For three years there’s been Quests for Agape. Searching, losing and finding deeper and still deeper levels of what we call love. Still now, surrounded in answers, the question remains. How do I love? How do I wake up, go to bed, day after day love?
I can talk about what it means to love. It does not mean the things you imagine. It does not mean always getting your way or having someone cooperate and do things for you; even do things with you.
It means honor the ground they walk on. Be a positive force for them. It means gently absorb them as if they were your final breath. Not gasping and clawing for them but breathe them in quietly for the gift that they are.
Love does not hurt and does not have an opinion. Do you know a relationship that does not include an opinion? If you do not, it is not because you do not love, you do. The thing you do not do is unconditionally love. The one you do not unconditionally love is you.
Regardless of question asked or reason given, when you speak about loving another it is always an illusion. For “other” does not exist, all is One. If you understood that, all questions would cease.
“Other” is a reflection. Relationships are played out versions of self love.

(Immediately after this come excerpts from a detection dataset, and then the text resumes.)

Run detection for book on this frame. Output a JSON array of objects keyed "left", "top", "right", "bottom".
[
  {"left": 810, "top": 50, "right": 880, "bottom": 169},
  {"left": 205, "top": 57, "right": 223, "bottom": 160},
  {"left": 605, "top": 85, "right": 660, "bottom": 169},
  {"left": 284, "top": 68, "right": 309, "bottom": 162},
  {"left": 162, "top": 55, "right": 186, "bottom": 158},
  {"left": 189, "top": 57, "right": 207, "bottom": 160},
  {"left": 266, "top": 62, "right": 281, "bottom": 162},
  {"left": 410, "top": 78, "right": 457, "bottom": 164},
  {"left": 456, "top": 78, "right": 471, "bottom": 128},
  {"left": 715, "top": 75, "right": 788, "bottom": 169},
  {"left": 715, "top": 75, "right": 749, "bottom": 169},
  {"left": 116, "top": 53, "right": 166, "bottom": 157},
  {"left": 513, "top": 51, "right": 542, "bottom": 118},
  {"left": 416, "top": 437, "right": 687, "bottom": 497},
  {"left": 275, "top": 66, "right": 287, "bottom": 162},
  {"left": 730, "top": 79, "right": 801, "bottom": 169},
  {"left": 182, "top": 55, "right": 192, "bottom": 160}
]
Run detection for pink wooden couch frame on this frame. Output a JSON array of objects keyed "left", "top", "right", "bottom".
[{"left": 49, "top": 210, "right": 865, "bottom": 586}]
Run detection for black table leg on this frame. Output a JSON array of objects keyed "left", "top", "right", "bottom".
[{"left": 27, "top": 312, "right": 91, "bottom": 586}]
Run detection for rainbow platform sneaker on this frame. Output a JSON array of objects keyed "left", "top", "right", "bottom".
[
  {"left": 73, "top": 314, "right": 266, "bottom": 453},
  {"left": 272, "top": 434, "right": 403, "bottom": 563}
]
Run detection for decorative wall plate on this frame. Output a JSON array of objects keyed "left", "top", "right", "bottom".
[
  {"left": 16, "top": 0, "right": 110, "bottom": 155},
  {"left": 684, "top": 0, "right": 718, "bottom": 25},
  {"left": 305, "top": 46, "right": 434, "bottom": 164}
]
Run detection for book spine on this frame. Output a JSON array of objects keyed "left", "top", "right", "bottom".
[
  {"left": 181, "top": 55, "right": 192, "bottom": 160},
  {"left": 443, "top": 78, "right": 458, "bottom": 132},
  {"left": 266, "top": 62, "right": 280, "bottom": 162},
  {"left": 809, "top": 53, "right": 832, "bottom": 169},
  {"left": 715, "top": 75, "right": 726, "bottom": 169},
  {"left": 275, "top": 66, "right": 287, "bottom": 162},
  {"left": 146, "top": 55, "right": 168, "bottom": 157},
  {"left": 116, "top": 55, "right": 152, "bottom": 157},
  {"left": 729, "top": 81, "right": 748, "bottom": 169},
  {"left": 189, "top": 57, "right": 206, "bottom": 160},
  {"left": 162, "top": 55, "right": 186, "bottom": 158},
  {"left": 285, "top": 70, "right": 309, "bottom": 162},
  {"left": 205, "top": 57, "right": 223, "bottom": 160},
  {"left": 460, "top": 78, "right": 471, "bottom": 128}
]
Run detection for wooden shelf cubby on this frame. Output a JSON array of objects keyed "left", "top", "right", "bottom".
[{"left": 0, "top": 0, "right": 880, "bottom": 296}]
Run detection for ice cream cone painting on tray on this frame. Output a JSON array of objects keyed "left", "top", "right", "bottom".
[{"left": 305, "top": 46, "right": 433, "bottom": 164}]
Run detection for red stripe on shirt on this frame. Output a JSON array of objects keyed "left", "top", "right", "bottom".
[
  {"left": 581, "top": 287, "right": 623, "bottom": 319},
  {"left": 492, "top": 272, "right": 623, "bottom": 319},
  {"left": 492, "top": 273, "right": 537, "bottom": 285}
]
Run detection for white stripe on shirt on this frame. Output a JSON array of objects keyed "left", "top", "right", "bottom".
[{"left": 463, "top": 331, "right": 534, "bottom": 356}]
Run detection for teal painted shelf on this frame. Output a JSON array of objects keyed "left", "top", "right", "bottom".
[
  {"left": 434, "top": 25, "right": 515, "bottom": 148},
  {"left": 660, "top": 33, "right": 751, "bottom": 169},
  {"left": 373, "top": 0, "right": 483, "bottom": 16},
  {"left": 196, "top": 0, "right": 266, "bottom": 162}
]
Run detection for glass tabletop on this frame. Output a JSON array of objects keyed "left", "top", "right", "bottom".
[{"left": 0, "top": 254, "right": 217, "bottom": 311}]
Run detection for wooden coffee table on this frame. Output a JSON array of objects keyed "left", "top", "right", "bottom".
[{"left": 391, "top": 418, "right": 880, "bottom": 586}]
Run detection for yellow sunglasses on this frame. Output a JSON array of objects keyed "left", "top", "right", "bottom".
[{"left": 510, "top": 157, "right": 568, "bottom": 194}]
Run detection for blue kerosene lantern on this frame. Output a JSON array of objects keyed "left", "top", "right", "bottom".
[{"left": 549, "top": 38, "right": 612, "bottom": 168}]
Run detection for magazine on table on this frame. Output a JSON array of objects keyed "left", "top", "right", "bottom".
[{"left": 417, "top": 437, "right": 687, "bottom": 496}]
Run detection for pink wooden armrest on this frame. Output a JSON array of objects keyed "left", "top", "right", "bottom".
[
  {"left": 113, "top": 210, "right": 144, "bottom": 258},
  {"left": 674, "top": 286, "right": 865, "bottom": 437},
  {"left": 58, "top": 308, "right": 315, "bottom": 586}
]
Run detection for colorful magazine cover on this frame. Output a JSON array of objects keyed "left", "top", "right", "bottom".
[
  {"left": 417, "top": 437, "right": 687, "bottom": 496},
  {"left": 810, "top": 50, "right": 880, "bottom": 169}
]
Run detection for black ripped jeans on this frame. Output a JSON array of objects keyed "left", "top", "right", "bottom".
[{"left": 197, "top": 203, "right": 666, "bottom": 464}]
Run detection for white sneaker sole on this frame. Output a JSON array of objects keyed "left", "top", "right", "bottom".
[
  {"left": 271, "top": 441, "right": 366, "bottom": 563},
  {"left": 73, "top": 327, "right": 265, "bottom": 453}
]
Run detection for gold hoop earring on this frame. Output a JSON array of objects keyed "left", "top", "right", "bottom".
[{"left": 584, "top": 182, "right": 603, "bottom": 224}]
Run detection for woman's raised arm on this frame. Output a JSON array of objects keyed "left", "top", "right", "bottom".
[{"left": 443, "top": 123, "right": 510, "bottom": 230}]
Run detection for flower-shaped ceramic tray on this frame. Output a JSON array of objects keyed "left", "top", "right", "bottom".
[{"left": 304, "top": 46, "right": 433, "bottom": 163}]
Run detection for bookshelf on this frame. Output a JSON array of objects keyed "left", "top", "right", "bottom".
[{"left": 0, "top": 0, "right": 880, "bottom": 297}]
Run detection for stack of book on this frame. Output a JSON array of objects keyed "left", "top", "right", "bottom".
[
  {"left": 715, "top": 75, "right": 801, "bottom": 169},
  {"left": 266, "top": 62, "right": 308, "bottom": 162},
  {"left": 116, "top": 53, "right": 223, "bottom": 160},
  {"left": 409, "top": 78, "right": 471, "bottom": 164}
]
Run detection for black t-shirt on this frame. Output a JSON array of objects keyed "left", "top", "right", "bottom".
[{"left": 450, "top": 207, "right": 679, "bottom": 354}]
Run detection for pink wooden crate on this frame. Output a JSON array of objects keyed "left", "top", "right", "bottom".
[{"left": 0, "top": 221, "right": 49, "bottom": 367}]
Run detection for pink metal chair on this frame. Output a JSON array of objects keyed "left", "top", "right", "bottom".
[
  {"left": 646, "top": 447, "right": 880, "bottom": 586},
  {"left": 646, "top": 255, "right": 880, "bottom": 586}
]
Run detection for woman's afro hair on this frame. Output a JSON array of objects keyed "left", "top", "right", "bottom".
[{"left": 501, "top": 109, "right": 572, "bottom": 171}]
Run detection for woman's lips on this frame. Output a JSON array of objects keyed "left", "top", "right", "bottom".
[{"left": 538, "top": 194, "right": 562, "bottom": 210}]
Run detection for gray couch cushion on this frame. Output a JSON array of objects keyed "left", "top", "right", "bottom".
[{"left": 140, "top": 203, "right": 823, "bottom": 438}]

For you are creator gods. You imagine there is a way for some “other” to hurt you. Your imaginings cause you real pain. You came here to help each other. To teach each other. About love.
All love is self love. All questions are questions about you. It is always you. So turn it around. Everyone is right. You will have to see with new eyes.

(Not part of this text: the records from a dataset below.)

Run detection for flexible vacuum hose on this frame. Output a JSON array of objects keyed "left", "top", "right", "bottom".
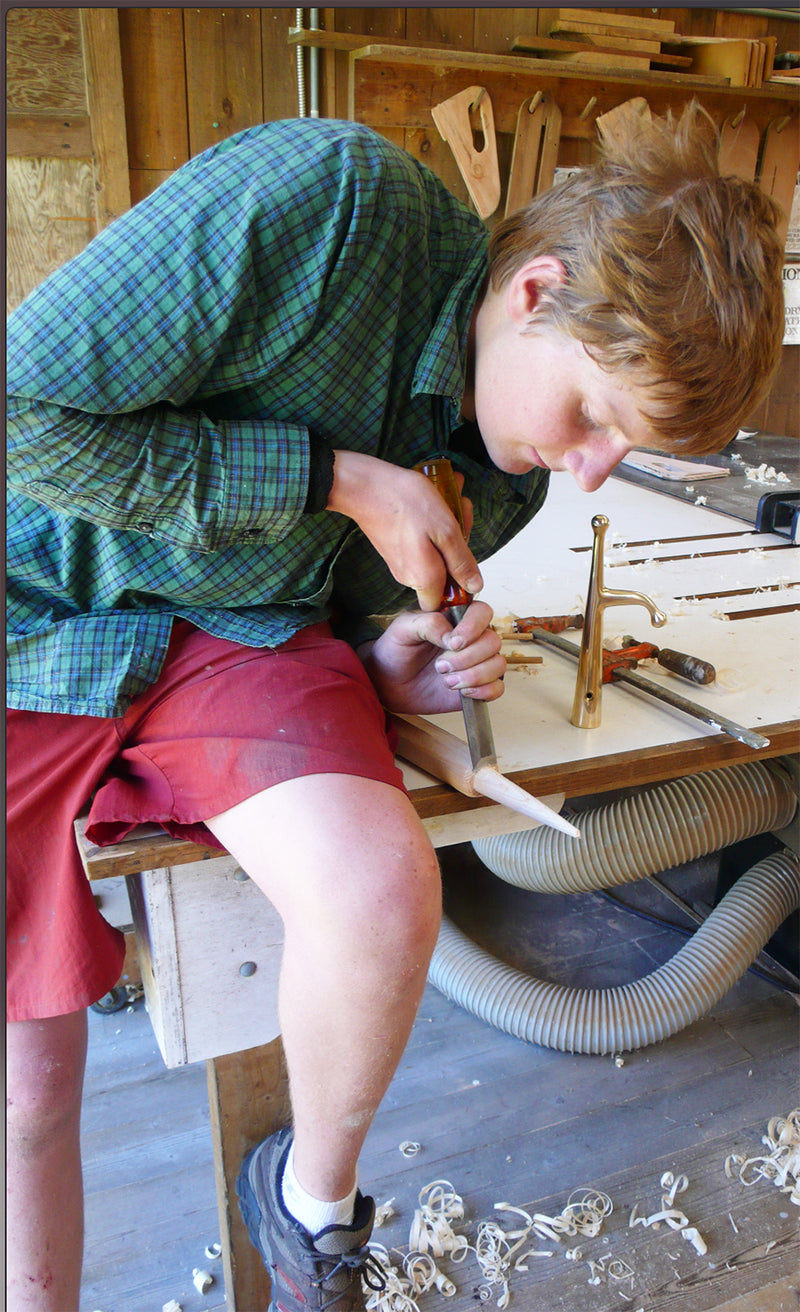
[
  {"left": 429, "top": 761, "right": 800, "bottom": 1054},
  {"left": 429, "top": 853, "right": 800, "bottom": 1054},
  {"left": 472, "top": 761, "right": 797, "bottom": 893}
]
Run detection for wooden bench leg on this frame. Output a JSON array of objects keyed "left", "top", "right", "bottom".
[{"left": 206, "top": 1038, "right": 290, "bottom": 1312}]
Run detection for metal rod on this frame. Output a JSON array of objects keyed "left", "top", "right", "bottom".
[
  {"left": 611, "top": 669, "right": 770, "bottom": 749},
  {"left": 531, "top": 628, "right": 770, "bottom": 748}
]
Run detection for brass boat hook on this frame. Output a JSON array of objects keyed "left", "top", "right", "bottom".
[{"left": 570, "top": 514, "right": 666, "bottom": 729}]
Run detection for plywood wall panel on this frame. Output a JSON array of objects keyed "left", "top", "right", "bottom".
[
  {"left": 184, "top": 8, "right": 264, "bottom": 155},
  {"left": 5, "top": 7, "right": 87, "bottom": 114},
  {"left": 119, "top": 9, "right": 189, "bottom": 171},
  {"left": 7, "top": 159, "right": 97, "bottom": 314}
]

What do you want? What do you intend? It is your intentions that create your life. Sometimes, you will have to let go to get what you want. You do not understand love and still imagine it requires some “other’s” response to you before it can be felt. While it is true that the physical expression of love requires a partner – it is untrue that love does.

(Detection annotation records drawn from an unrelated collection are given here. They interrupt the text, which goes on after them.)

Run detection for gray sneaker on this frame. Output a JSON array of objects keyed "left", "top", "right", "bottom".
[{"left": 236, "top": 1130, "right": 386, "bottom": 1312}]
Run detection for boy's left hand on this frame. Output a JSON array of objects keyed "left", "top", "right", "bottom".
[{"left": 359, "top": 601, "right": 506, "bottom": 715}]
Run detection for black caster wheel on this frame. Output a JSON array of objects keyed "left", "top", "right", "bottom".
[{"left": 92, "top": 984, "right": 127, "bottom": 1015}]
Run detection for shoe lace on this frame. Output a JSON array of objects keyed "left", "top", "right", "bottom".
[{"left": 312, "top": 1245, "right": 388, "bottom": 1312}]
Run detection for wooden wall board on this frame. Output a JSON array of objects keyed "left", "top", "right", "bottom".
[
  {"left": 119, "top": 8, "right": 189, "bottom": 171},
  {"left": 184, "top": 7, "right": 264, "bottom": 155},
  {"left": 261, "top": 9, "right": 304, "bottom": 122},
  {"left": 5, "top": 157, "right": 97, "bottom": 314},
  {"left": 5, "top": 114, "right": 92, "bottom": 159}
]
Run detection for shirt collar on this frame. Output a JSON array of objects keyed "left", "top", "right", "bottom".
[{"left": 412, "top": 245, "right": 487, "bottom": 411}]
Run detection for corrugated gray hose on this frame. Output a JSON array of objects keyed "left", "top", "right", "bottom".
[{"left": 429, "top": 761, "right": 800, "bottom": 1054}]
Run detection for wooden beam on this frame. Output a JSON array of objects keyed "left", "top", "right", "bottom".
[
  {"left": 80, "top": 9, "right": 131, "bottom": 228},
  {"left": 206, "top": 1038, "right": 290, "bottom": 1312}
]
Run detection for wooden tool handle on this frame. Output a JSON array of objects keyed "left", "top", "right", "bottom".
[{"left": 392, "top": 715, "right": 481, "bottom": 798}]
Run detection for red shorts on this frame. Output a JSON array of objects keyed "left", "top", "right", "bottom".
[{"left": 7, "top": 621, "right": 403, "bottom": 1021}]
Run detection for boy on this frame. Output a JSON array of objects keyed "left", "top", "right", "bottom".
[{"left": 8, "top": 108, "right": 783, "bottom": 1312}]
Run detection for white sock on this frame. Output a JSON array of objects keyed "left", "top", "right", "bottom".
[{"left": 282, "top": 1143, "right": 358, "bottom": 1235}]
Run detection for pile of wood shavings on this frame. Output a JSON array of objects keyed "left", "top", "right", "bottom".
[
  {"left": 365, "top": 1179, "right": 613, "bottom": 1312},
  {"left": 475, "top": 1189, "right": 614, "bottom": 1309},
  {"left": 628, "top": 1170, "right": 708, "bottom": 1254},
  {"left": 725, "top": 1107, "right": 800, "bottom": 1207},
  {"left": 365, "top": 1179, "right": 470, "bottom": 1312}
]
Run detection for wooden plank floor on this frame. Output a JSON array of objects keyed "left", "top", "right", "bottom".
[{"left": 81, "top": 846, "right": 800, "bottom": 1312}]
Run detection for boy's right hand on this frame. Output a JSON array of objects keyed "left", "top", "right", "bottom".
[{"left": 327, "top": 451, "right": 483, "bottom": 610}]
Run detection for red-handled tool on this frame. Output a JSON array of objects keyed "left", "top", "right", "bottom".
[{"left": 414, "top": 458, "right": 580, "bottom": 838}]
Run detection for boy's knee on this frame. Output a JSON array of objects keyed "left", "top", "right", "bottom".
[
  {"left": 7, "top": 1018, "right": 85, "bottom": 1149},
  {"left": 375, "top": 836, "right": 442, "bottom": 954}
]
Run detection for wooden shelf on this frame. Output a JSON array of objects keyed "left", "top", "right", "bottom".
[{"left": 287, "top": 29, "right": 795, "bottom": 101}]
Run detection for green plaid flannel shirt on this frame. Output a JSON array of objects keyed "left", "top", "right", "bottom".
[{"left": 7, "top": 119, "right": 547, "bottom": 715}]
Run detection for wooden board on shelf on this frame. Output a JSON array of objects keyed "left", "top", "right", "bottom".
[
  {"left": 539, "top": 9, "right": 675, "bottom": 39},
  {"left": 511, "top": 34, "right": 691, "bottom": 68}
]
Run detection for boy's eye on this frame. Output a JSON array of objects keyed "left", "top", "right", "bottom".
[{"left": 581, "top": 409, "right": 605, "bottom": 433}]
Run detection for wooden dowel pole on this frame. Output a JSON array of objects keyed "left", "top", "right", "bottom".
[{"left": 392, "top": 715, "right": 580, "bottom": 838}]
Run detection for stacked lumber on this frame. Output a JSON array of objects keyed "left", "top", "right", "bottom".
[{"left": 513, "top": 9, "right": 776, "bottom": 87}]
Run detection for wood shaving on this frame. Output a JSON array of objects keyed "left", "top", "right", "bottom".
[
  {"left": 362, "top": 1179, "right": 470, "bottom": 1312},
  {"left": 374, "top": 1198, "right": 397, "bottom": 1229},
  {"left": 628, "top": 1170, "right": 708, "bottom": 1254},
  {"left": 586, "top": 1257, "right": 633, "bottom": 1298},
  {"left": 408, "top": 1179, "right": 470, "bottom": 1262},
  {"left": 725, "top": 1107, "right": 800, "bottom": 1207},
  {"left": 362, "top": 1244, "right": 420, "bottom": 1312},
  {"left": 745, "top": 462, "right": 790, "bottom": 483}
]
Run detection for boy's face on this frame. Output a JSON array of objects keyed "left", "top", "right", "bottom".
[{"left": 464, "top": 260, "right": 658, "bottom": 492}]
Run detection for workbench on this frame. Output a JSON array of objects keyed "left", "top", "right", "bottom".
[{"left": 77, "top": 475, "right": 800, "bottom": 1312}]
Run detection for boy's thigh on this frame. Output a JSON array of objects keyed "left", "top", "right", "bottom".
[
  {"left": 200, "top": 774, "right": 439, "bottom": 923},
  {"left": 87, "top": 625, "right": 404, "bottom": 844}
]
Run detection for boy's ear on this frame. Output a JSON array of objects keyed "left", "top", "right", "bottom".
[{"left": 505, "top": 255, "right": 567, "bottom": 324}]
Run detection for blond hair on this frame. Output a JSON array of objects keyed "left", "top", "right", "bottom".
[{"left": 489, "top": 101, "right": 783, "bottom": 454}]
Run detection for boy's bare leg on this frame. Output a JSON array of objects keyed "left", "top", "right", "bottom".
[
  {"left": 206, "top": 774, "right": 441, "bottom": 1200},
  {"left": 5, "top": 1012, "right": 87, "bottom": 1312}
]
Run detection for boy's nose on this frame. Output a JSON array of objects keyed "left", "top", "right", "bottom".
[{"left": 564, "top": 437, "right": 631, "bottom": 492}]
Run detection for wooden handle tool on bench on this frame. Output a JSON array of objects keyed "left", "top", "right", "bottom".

To love is to give to the world all that you are. Holding back or having an opinion is not included in the expression of love – but only evidence of fear.
You can hold in your heart a desire for love, for its true expression. You can let go of judgment, expectation and opinion for none of that is love. You are lonely not because the “other” doesn’t give you want you want, but because you don’t.
You do not need the “other” to be a certain way in order for you to be happy. The need is self-imposed. Allow yourself to be happy. Allow yourself to be loved.
Make no mistake. You are working out self love in every relationship. There is something honest about being who you are everywhere you go. It is up to you.
You have truth. The answer you will give yourself.
You are the One you’ve been waiting for.